Been waiting for some one to respond to your post. A lot of views.... no takers.

I'm certainly not an expert here or even close! But I will comment, reluctantly. I would be concerned what other damage was done to the tractor besides the cab. I would take a guess that the wiring is shot. Heat like that might have also melted the seals internal and out. Our Kubota is put together with what looks like caulk between major sections. If that melted then what? Did any of those components warp? For me, to many unknowns as well as a long project that I wouldn't have the time for. Besides, Them parts start to get expensive quick!

Good luck!


----------



## PaMike (Dec 7, 2013)

Only way I would buy it would be if I already had a replacement cab lined up and knew what was included and the costs...

The guy that's selling it probably thought he could find a cab too....


----------



## 8350HiTech (Jul 26, 2013)

PaMike said:


> Only way I would buy it would be if I already had a replacement cab lined up and knew what was included and the costs...
> The guy that's selling it probably thought he could find a cab too....

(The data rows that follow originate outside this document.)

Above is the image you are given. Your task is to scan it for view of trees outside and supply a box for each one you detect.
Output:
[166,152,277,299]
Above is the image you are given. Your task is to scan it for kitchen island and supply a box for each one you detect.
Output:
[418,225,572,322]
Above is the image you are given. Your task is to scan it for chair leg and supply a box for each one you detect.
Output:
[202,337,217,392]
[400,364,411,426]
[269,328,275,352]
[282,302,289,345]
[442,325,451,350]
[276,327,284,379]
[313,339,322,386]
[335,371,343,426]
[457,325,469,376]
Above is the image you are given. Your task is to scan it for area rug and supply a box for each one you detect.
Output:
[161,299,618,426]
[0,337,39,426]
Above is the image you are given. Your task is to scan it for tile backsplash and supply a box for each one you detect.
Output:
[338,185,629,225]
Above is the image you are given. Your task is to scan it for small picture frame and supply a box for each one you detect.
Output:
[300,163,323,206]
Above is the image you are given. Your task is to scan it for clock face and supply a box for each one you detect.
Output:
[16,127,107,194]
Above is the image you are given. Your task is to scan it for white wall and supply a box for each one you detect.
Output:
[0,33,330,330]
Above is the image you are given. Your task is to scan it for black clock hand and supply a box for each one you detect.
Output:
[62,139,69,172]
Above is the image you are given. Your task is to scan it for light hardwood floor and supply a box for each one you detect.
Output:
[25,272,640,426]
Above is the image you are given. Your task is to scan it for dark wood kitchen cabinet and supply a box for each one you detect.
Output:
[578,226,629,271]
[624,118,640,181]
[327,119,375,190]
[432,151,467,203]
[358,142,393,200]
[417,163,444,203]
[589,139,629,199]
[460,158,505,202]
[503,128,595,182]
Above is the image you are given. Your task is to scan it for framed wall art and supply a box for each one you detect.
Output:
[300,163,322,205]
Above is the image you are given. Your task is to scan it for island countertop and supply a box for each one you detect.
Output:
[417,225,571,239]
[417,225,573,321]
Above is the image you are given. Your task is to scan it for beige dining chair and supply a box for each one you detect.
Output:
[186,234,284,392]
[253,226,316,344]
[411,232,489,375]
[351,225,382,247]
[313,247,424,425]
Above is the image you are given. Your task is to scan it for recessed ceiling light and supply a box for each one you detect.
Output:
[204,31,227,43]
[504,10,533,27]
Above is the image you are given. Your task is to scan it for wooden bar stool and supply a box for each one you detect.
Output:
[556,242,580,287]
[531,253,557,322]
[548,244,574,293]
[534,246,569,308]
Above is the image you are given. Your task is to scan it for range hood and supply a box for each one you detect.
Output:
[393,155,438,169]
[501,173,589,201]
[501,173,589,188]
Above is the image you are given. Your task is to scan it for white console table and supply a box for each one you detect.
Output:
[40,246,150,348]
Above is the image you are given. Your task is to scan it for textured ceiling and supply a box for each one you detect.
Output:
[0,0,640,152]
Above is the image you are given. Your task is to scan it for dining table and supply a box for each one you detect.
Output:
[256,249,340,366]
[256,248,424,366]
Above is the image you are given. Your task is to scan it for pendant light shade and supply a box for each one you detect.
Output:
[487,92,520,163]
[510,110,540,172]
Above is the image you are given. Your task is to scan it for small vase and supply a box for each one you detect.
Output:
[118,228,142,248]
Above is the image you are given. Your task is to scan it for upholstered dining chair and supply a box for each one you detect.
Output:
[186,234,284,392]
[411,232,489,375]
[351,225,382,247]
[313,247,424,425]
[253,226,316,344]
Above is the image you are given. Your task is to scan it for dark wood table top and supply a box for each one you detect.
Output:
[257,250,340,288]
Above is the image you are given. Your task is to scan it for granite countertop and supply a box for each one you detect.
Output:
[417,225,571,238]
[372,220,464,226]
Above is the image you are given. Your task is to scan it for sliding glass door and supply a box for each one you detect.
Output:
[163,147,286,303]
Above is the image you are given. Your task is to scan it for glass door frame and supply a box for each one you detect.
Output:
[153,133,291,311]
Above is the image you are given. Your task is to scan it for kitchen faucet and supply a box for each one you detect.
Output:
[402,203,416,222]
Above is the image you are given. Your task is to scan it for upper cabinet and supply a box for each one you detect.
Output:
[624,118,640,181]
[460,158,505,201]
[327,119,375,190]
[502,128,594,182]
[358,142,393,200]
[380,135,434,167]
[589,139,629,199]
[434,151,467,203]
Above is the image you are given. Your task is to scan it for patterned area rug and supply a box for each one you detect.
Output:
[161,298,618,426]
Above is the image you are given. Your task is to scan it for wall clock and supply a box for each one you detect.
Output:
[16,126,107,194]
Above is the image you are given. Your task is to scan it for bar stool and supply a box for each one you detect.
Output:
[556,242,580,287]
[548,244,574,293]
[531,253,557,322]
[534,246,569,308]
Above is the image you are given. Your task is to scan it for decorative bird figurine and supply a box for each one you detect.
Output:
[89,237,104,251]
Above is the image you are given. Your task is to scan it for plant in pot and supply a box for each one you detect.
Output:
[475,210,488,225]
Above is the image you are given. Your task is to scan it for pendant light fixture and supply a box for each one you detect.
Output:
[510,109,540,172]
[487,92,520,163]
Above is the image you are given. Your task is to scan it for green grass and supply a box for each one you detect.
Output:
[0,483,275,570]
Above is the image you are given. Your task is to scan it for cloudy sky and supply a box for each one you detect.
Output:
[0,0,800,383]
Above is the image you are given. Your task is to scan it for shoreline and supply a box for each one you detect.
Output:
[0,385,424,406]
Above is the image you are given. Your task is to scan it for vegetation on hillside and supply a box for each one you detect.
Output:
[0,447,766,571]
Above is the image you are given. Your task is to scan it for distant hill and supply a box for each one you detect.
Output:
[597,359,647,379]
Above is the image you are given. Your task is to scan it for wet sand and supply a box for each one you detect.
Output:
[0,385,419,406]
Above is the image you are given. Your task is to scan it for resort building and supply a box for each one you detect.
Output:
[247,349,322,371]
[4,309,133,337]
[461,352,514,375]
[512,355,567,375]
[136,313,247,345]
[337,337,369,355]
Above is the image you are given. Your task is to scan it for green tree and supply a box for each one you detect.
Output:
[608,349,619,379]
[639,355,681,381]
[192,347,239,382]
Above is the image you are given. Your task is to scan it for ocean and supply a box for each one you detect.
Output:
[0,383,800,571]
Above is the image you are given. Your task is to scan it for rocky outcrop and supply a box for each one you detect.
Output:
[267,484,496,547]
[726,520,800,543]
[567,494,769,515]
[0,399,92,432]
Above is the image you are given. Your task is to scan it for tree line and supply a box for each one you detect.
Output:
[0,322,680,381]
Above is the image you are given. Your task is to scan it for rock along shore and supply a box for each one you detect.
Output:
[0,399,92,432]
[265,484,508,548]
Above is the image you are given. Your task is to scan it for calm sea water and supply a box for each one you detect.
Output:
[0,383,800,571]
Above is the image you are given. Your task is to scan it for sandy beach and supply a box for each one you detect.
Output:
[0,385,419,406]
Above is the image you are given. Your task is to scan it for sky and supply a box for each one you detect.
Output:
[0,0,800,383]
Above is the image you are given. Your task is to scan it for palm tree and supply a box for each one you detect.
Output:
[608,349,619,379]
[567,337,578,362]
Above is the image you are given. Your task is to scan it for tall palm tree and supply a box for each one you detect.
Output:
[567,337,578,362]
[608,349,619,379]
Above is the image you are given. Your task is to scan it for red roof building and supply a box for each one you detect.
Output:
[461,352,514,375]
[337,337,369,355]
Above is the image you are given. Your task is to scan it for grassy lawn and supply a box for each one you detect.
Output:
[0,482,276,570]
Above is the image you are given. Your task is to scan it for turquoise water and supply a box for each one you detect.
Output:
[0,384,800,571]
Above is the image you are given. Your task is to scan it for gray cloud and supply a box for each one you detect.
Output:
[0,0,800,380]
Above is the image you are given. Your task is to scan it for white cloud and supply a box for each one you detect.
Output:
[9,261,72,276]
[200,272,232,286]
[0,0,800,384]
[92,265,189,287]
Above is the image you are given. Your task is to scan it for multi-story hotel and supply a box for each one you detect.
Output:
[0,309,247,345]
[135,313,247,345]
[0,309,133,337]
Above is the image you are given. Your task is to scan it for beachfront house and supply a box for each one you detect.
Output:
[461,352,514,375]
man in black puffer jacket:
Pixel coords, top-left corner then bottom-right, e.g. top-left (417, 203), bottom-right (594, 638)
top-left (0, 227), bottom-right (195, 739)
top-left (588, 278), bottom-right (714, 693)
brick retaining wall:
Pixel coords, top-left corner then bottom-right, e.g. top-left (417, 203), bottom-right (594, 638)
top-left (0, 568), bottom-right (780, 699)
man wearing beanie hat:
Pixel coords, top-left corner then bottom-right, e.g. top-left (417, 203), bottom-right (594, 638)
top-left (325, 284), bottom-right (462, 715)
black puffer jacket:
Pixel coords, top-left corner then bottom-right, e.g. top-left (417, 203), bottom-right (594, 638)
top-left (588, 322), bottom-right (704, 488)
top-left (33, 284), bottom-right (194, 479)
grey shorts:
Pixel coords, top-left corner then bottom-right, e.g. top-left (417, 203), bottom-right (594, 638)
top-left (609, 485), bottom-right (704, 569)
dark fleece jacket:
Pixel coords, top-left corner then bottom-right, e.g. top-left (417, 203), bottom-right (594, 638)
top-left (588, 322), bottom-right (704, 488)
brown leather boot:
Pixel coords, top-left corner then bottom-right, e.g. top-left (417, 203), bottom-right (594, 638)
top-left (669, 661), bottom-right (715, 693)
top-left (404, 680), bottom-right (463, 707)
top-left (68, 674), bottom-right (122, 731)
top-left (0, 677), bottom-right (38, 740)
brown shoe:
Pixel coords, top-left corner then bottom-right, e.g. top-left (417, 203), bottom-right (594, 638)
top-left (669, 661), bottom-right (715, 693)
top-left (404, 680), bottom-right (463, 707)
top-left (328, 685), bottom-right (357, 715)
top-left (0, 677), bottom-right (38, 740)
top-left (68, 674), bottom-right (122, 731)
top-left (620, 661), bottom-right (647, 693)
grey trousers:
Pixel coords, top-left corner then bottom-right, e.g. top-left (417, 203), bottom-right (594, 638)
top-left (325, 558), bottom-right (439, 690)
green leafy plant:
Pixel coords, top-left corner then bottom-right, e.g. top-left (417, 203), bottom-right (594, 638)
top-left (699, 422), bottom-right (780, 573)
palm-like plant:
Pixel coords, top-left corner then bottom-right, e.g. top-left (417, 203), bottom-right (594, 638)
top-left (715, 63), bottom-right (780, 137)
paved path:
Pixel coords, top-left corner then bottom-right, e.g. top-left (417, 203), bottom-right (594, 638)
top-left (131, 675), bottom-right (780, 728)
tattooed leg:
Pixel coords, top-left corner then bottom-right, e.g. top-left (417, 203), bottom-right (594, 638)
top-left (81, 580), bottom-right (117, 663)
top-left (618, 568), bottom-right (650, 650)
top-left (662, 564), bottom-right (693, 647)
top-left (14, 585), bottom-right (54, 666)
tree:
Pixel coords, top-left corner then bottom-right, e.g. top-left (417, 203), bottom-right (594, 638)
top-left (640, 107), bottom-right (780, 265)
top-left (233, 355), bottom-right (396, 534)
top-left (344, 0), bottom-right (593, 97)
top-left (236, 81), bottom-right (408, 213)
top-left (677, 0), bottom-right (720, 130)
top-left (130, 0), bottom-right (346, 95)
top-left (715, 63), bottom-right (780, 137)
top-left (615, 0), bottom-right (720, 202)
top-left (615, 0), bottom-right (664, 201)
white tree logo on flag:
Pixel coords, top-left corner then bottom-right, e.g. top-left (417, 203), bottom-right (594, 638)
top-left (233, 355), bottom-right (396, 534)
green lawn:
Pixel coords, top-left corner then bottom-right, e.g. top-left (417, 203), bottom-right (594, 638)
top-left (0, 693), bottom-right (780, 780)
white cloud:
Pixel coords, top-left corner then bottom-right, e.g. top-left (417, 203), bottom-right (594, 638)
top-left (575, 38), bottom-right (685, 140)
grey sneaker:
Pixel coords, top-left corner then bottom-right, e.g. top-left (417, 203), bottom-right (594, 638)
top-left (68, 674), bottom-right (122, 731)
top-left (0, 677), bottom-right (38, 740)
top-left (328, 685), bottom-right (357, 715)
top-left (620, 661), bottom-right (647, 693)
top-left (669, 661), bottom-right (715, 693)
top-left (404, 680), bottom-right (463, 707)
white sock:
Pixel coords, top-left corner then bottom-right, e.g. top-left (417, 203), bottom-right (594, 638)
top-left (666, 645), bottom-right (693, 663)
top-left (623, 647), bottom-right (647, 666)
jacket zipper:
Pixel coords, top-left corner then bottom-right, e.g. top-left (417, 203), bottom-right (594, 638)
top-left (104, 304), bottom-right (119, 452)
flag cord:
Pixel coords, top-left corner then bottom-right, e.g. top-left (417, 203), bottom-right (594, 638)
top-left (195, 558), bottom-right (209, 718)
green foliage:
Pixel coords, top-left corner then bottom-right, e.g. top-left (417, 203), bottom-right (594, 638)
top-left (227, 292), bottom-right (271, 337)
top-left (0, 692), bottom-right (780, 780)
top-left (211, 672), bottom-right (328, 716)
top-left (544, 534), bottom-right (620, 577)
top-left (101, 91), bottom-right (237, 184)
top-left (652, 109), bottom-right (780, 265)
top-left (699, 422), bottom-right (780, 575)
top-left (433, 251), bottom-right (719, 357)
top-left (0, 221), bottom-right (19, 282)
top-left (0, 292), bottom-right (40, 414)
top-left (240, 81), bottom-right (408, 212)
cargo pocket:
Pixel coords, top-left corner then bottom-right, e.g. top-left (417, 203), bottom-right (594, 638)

Exactly. That's why I posted here first!


----------



## PaMike (Dec 7, 2013)

Did you call any salvage yards to see if anyone had anything?


----------



## 8350HiTech (Jul 26, 2013)

Checked a few online inventories but didn't make any calls.


----------



## slowzuki (Mar 8, 2011)

That looks like heartache and empty bank account waiting to happen. Pretty sure M125 had a computer for the transmission.


----------



## JD3430 (Jan 1, 2012)

Buying a tractor burned that bad is a recipe for disaster. It's not worth the headaches. Heat destroys a lot of things that look fine otherwise.


----------



## 8350HiTech (Jul 26, 2013)

JD3430 said:


> Buying a tractor burned that bad is a recipe for disaster. It's not worth the headaches. Heat destroys a lot of things that look fine otherwise.


No doubt. I much prefer wrecked projects. I'm on my third. I still find this one moderately intriguing though.


----------



## DSLinc1017 (Sep 27, 2009)

What about turning it into an open station? Might be the perfect opportunity to finally have that full leather recliner we all really want on a tractor! You know the ones with the cup holder pre installed in the arm . You could also go in style with a big sun umbrella the kind you get for the beach....


----------



## JD3430 (Jan 1, 2012)

8350HiTech said:


> No doubt. I much prefer wrecked projects. I'm on my third. I still find this one moderately intriguing though.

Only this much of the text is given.